Republicans also charged that the bill would weaken protections for women by allowing transgender people who were identified as male at birth to compete against women in jobs and sports.
“Any facility that is open to the public will require under penalty of federal law that you take in biological males who identify as women and put them right next to the girls and the women in the showers, the locker rooms, and bathrooms,” said Rep. Debbie Lesko, R-Peoria.
Democrats dismissed those arguments, calling them “silly” and saying the suggestion that men would claim to be women so they could compete in sports is a “crazy, made-up, fantasy notion.”
Rep. Raul Grijalva, D-Tucson, called it “absurd” that Congress is still debating equal rights. He called it “ridiculous and wrong” that LGBTQ people still face discrimination.

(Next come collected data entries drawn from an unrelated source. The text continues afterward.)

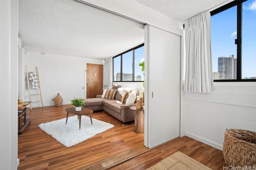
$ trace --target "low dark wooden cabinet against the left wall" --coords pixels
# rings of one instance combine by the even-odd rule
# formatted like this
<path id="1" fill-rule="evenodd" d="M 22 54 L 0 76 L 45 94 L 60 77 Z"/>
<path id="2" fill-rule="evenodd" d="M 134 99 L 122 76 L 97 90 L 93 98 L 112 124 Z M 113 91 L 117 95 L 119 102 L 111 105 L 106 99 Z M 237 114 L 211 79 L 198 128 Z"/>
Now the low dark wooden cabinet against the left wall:
<path id="1" fill-rule="evenodd" d="M 25 102 L 24 106 L 18 107 L 18 135 L 24 131 L 28 123 L 31 121 L 30 113 L 27 112 L 27 106 L 30 103 L 31 102 Z"/>

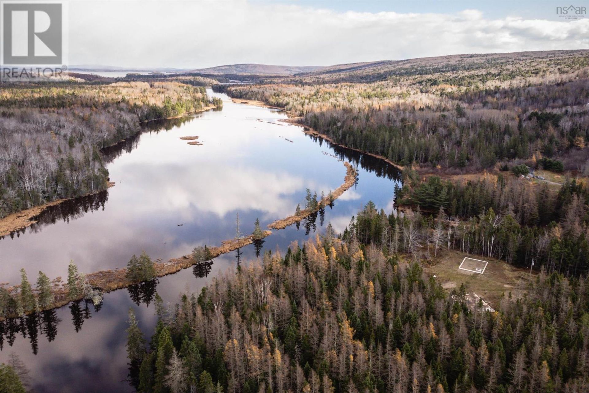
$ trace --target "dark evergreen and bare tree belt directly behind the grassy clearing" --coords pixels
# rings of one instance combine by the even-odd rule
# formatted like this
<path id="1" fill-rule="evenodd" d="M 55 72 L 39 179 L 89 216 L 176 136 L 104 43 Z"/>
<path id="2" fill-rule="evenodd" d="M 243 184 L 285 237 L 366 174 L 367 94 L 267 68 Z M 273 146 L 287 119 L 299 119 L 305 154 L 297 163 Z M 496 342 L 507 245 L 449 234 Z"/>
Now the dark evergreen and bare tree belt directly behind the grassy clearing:
<path id="1" fill-rule="evenodd" d="M 429 257 L 456 249 L 516 266 L 589 273 L 589 190 L 567 180 L 558 193 L 506 174 L 478 180 L 426 181 L 405 178 L 396 190 L 399 214 L 388 216 L 368 203 L 345 237 L 391 252 Z M 413 212 L 411 209 L 416 209 Z"/>

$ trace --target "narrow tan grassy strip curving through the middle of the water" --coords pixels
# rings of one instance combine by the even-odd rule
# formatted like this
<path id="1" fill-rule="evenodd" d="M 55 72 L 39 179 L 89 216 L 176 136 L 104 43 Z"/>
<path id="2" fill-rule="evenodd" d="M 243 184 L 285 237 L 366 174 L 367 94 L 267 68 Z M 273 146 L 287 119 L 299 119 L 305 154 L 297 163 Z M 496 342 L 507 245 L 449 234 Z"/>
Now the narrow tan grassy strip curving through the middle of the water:
<path id="1" fill-rule="evenodd" d="M 333 202 L 337 199 L 337 197 L 341 196 L 344 191 L 348 190 L 350 187 L 353 186 L 356 180 L 356 171 L 354 170 L 352 164 L 348 163 L 347 161 L 344 162 L 344 166 L 346 167 L 346 176 L 344 177 L 344 183 L 337 187 L 335 191 L 324 197 L 320 202 L 317 204 L 317 208 L 315 210 L 306 209 L 302 210 L 301 214 L 298 216 L 296 214 L 292 216 L 287 216 L 284 219 L 279 219 L 270 223 L 268 225 L 269 228 L 273 228 L 275 230 L 284 229 L 289 225 L 292 225 L 296 222 L 301 222 L 306 217 L 310 216 L 310 214 L 319 212 L 320 209 L 323 209 L 325 206 L 329 205 L 329 203 Z M 59 203 L 64 202 L 67 199 L 61 200 Z M 56 203 L 57 204 L 57 203 Z M 211 259 L 229 253 L 231 251 L 237 250 L 241 247 L 248 246 L 254 242 L 254 240 L 260 240 L 264 237 L 272 235 L 274 232 L 272 230 L 265 230 L 263 236 L 257 237 L 254 239 L 253 235 L 248 235 L 241 237 L 240 239 L 227 239 L 222 240 L 220 246 L 213 246 L 207 247 L 209 249 Z M 167 275 L 171 275 L 174 273 L 179 272 L 180 270 L 187 269 L 188 267 L 197 265 L 199 262 L 195 262 L 192 255 L 184 255 L 177 258 L 168 259 L 167 262 L 154 262 L 155 267 L 155 278 L 164 277 Z M 117 289 L 124 289 L 128 288 L 132 285 L 137 285 L 140 282 L 130 282 L 126 278 L 127 268 L 116 268 L 114 270 L 99 270 L 98 272 L 86 273 L 85 277 L 87 279 L 87 283 L 92 286 L 94 289 L 100 290 L 102 295 L 104 293 L 112 292 Z M 154 278 L 154 279 L 155 279 Z M 18 288 L 18 285 L 13 285 L 10 288 Z M 54 295 L 54 303 L 51 307 L 40 309 L 38 311 L 49 311 L 52 309 L 61 308 L 65 305 L 68 305 L 71 302 L 77 302 L 81 300 L 88 300 L 85 296 L 80 296 L 76 299 L 68 298 L 67 296 L 68 289 L 64 285 L 60 286 L 59 288 L 54 288 L 53 295 Z M 37 295 L 37 294 L 36 294 Z M 32 313 L 38 312 L 25 312 L 24 315 L 30 315 Z M 24 316 L 22 315 L 22 316 Z M 19 318 L 20 315 L 11 315 L 8 318 Z M 0 318 L 0 321 L 4 321 L 6 318 Z"/>

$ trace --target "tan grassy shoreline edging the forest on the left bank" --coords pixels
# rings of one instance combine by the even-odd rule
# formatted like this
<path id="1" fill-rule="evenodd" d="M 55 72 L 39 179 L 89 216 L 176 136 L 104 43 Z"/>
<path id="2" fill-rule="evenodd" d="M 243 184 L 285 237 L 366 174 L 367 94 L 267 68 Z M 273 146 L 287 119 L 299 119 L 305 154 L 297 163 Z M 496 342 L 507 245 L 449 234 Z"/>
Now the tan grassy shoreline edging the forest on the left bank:
<path id="1" fill-rule="evenodd" d="M 200 108 L 197 111 L 194 111 L 194 112 L 191 112 L 188 114 L 184 114 L 181 116 L 167 117 L 167 118 L 161 118 L 161 119 L 152 119 L 152 120 L 147 120 L 147 121 L 140 121 L 139 123 L 144 124 L 144 123 L 148 123 L 150 121 L 155 121 L 155 120 L 171 120 L 174 118 L 180 118 L 180 117 L 190 116 L 190 115 L 193 115 L 196 113 L 205 112 L 205 111 L 211 110 L 213 108 L 216 108 L 216 106 L 215 105 L 207 105 L 206 107 Z M 140 134 L 141 132 L 142 131 L 139 130 L 137 134 Z M 135 136 L 137 134 L 134 134 L 133 136 Z M 133 137 L 133 136 L 130 136 L 130 137 Z M 123 139 L 123 140 L 120 140 L 116 143 L 110 144 L 108 146 L 101 147 L 101 149 L 117 146 L 118 144 L 123 143 L 125 140 L 126 139 Z M 107 186 L 104 188 L 104 190 L 108 190 L 111 187 L 114 187 L 114 185 L 115 185 L 115 182 L 109 180 L 109 181 L 107 181 Z M 97 191 L 94 191 L 91 193 L 87 193 L 84 195 L 75 196 L 75 197 L 71 197 L 71 198 L 56 199 L 56 200 L 52 200 L 51 202 L 39 204 L 38 206 L 30 207 L 29 209 L 24 209 L 24 210 L 20 210 L 19 212 L 8 214 L 8 216 L 0 218 L 0 239 L 2 239 L 5 236 L 11 235 L 11 233 L 16 233 L 19 230 L 26 229 L 29 226 L 36 224 L 38 222 L 38 220 L 34 220 L 34 218 L 36 216 L 38 216 L 39 214 L 43 213 L 45 210 L 47 210 L 51 206 L 56 206 L 58 204 L 66 202 L 68 200 L 73 200 L 76 198 L 85 197 L 85 196 L 89 196 L 92 194 L 97 194 L 97 193 L 100 193 L 104 190 L 97 190 Z"/>

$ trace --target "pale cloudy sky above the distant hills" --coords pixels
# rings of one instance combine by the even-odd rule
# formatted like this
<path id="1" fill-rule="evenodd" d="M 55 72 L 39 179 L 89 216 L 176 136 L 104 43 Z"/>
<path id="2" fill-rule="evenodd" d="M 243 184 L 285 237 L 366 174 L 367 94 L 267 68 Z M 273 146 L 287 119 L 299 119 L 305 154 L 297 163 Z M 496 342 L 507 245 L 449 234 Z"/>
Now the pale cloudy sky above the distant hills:
<path id="1" fill-rule="evenodd" d="M 567 3 L 568 4 L 568 3 Z M 528 0 L 71 0 L 71 65 L 333 65 L 589 48 L 589 15 Z M 586 6 L 589 1 L 573 0 Z"/>

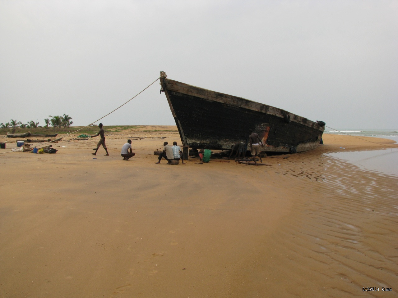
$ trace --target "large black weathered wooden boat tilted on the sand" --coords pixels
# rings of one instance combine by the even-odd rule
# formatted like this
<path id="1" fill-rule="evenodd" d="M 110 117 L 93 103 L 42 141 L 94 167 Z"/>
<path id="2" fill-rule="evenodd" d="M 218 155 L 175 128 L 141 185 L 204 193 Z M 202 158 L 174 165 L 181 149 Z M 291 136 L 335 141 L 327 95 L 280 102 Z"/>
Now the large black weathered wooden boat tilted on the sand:
<path id="1" fill-rule="evenodd" d="M 264 143 L 264 152 L 296 153 L 316 148 L 325 123 L 241 97 L 195 87 L 160 75 L 183 146 L 230 150 L 248 140 L 249 130 Z"/>

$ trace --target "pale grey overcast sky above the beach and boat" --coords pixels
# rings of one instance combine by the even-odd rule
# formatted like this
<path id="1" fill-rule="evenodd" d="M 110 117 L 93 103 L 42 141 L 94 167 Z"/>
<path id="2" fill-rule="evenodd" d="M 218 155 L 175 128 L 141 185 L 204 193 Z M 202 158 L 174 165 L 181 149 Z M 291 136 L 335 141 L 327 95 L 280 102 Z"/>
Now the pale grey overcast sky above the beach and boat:
<path id="1" fill-rule="evenodd" d="M 332 128 L 398 129 L 397 0 L 0 0 L 0 41 L 0 123 L 87 125 L 163 70 Z M 101 122 L 175 125 L 159 89 Z"/>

“LGBTQ individuals deserve the same protections as the rest of us,” Grijalva said in a statement released by his office. “They deserve the right to earn a living, have a roof over their head, and not fear harassment or discrimination while accessing day-to-day services in public accommodations like stores, airports, and banks.”
Human Rights Campaign President Alphonso David said in a statement after the House vote that the bill “has broad support from 70% of voters, hundreds of elected officials nationwide, and an unprecedented number of businesses.”
“Now, the ball is in the Senate’s court to pass the Equality Act and finally allow LGBTQ Americans the ability to live their lives free from discrimination,” David said.
The bill’s fate in the Senate is uncertain: A similar measure that passed the House two years ago never got a hearing in the Senate.
But Diego Miguel Sanchez, director of advocacy, policy and partnerships at PFLAG, said supporters of the measure have their “strongest opportunity” this year to get a bill through the Senate. Sanchez, who said he has been fired from a job for being transgender, called the bill vital.
“It won’t be easy. We know that President (Joe) Biden has said that he will sign it into law when it reaches his desk,” he said. “We need to make that a when and not if.”